Improve overall workforce performance and satisfaction through data-driven HR decisions.


## **Stage 1**

### Data choosing & Understanding the Dataset

- Dataset: 'Data_Train.xlsx'
- Columns include EmployeeNumber, Age, Gender, Department, JobRole, MonthlyIncome, YearsAtCompany, JobSatisfaction, WorkLifeBalance, PerformanceRating, Attrition.
- Checked data types, null values, and duplicates.

## **Stage 2**

### EDA (Visualization) and Pre-processing
 - Finding the outliers
 - Removing the outliers
 - Finding the Skewness
 - Visualize the Univariate
 - Visualize the Bivariate
 - Visualize the Multivariate

 ## **Stage 3**

 ### Feature Engineering
 - Encoding the categorical columns(One hot Encoding)
 - Feature Selection (Using Kbest selection)
 - Feature Scaling (Standard Scalar)
 - Model Building

  ## **Stage 4**
  ### Model Evaluation
  - Logistic Regression
  - Decision Tree Classifier
  - Random Forest Classifier
  - Support Vector Machine (SVM / SVC)
  - Naïve Bayes
  - K-Nearest Neighbors (KNN)
  - XGBooster
   ### Model Comparision

   - Using KFold cross validation
   - Hyperparameter Tuning
   Finally find the best model for predict the Attrition.

  ### Future Enhancement

- While the current model provides valuable insights into employee attrition and performance, there is significant scope for further improvement and expansion.
 - The  solution more robust, accurate, and practical for real-world HR applications:

 ### Conclusion
The IBM HR Analytics - Employee Attrition & Performance project successfully explored employee-related data to identify key factors influencing attrition and to build predictive models that help forecast which employees are at risk of leaving the organization.

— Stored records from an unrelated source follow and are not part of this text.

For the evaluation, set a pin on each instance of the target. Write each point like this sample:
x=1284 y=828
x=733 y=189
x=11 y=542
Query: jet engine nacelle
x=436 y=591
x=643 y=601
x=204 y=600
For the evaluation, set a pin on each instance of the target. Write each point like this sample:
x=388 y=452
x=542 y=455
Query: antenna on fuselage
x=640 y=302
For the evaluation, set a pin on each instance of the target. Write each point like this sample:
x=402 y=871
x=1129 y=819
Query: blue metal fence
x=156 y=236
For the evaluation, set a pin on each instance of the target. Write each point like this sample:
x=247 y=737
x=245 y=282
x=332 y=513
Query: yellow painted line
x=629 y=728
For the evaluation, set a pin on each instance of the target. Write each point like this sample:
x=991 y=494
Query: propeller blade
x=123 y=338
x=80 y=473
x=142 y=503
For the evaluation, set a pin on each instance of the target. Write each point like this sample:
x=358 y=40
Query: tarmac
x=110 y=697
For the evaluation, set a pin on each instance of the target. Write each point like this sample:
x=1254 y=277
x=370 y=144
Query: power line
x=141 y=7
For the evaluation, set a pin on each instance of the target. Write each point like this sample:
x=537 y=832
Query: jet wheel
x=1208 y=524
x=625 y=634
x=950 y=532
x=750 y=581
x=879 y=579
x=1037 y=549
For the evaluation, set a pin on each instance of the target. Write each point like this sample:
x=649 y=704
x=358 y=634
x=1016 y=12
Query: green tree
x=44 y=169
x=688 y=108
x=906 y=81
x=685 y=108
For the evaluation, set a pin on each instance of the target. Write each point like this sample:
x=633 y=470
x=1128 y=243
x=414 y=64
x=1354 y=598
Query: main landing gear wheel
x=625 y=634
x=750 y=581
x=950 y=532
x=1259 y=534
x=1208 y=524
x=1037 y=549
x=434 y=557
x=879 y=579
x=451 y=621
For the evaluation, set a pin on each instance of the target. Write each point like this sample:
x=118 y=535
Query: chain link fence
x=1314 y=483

Through data preprocessing, feature selection, and model comparison, the analysis revealed that factors such as overtime, job level, total working years, marital status, and monthly income play a crucial role in employee attrition.

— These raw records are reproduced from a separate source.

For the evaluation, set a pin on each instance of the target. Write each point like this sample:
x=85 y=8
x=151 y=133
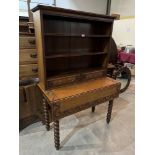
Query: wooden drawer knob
x=35 y=69
x=33 y=55
x=32 y=42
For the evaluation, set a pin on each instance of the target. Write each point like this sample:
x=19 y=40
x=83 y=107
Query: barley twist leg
x=56 y=135
x=46 y=115
x=109 y=111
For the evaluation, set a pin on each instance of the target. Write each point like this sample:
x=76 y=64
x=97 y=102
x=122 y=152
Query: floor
x=87 y=133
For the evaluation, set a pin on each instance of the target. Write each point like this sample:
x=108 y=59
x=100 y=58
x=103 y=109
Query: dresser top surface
x=76 y=12
x=78 y=88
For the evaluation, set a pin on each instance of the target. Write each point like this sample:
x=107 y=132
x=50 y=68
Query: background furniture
x=73 y=50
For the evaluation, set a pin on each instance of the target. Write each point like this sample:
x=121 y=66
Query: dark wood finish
x=93 y=109
x=46 y=115
x=56 y=135
x=73 y=51
x=30 y=100
x=109 y=111
x=70 y=42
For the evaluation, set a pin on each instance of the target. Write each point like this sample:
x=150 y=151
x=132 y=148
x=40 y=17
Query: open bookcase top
x=69 y=11
x=72 y=45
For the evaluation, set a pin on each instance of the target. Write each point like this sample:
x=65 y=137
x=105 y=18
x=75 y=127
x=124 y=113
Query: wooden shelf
x=75 y=35
x=75 y=72
x=74 y=55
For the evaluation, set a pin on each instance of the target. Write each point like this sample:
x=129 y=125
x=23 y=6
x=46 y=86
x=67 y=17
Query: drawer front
x=83 y=101
x=27 y=42
x=74 y=78
x=93 y=75
x=27 y=56
x=61 y=81
x=28 y=70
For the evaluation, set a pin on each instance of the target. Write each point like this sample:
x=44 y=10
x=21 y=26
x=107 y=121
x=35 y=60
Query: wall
x=124 y=31
x=96 y=6
x=123 y=7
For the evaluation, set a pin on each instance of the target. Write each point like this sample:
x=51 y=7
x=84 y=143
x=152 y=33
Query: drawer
x=28 y=70
x=27 y=56
x=27 y=42
x=70 y=99
x=93 y=75
x=61 y=81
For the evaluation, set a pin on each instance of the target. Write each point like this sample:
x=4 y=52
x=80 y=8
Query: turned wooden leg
x=56 y=135
x=93 y=108
x=109 y=111
x=46 y=115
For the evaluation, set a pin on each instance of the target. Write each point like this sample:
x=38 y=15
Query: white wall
x=96 y=6
x=124 y=31
x=123 y=7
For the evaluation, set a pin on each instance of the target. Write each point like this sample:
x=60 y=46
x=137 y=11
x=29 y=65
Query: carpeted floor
x=87 y=133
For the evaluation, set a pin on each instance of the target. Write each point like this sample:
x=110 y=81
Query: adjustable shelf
x=75 y=35
x=74 y=55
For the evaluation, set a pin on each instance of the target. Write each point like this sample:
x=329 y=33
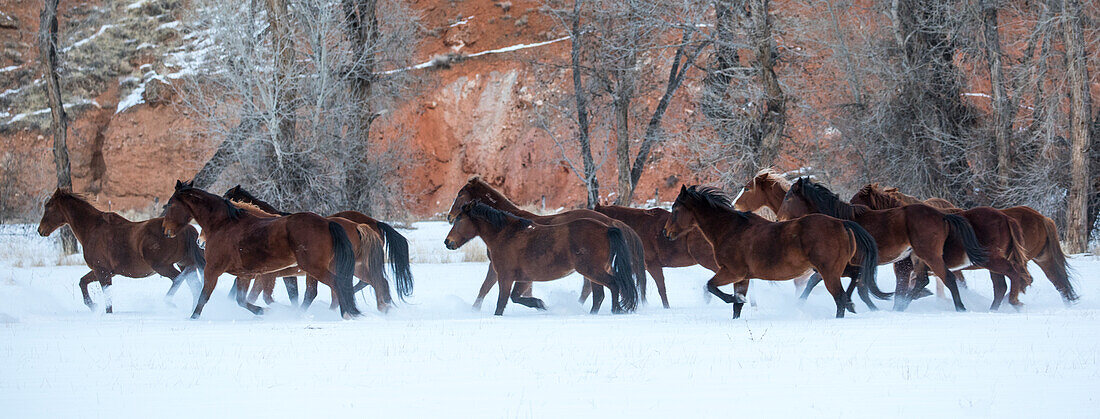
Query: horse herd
x=818 y=238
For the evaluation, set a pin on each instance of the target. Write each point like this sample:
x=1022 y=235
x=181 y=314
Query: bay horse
x=661 y=251
x=397 y=246
x=521 y=251
x=370 y=258
x=113 y=245
x=245 y=245
x=747 y=245
x=477 y=190
x=767 y=189
x=1012 y=244
x=915 y=230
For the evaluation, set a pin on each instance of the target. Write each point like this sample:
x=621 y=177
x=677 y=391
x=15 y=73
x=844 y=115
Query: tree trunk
x=47 y=52
x=681 y=62
x=1080 y=116
x=591 y=184
x=1002 y=106
x=362 y=20
x=773 y=119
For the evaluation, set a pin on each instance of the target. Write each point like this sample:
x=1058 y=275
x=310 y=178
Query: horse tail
x=623 y=269
x=868 y=252
x=1059 y=269
x=638 y=252
x=375 y=261
x=1018 y=255
x=398 y=249
x=974 y=249
x=343 y=260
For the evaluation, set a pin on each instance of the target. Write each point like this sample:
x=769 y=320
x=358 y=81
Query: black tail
x=1060 y=271
x=398 y=249
x=343 y=261
x=975 y=251
x=868 y=252
x=623 y=269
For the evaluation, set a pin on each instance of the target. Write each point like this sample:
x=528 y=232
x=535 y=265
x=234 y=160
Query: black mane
x=710 y=197
x=493 y=216
x=825 y=201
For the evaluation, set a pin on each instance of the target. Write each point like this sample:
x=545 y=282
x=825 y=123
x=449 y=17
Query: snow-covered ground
x=435 y=355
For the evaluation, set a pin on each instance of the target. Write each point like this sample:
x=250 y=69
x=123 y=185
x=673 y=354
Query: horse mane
x=774 y=177
x=251 y=208
x=878 y=198
x=711 y=197
x=493 y=216
x=231 y=210
x=826 y=201
x=480 y=185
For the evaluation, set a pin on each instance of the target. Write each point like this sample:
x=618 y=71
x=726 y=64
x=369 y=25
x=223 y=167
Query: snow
x=435 y=355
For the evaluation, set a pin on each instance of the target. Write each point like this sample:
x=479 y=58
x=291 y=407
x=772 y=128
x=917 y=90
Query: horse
x=245 y=245
x=370 y=260
x=660 y=252
x=1015 y=235
x=916 y=230
x=397 y=245
x=747 y=245
x=768 y=188
x=113 y=245
x=475 y=189
x=523 y=251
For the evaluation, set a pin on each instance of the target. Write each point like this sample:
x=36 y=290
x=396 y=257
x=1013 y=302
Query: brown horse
x=523 y=251
x=768 y=189
x=660 y=251
x=477 y=190
x=366 y=245
x=397 y=245
x=747 y=245
x=1002 y=232
x=916 y=230
x=113 y=245
x=245 y=245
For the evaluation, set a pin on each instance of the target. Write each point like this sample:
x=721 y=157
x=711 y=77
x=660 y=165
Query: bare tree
x=47 y=52
x=293 y=89
x=1080 y=117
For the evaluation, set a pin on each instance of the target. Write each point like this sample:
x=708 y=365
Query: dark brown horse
x=916 y=230
x=245 y=245
x=370 y=257
x=660 y=251
x=397 y=246
x=113 y=245
x=1009 y=243
x=477 y=190
x=768 y=189
x=747 y=245
x=521 y=251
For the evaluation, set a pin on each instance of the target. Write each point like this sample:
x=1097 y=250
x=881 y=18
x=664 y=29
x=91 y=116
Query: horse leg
x=597 y=296
x=105 y=284
x=585 y=290
x=836 y=288
x=999 y=288
x=209 y=282
x=242 y=286
x=504 y=287
x=486 y=285
x=809 y=285
x=658 y=275
x=307 y=299
x=740 y=289
x=517 y=296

Among the tested machine learning models — including Logistic Regression, Random Forest, SVM, KNN, Decision Tree, Naïve Bayes, and XGBoost — models like Support Vector Classifier (SVC) and Random Forest delivered the highest accuracy, while Naïve Bayes performed better in detecting minority (attrition) cases, as reflected in its F1 score.

The findings highlight the importance of data-driven HR strategies. By understanding what drives employees to leave, organizations can proactively implement retention initiatives, optimize workload, enhance job satisfaction, and improve workforce stability.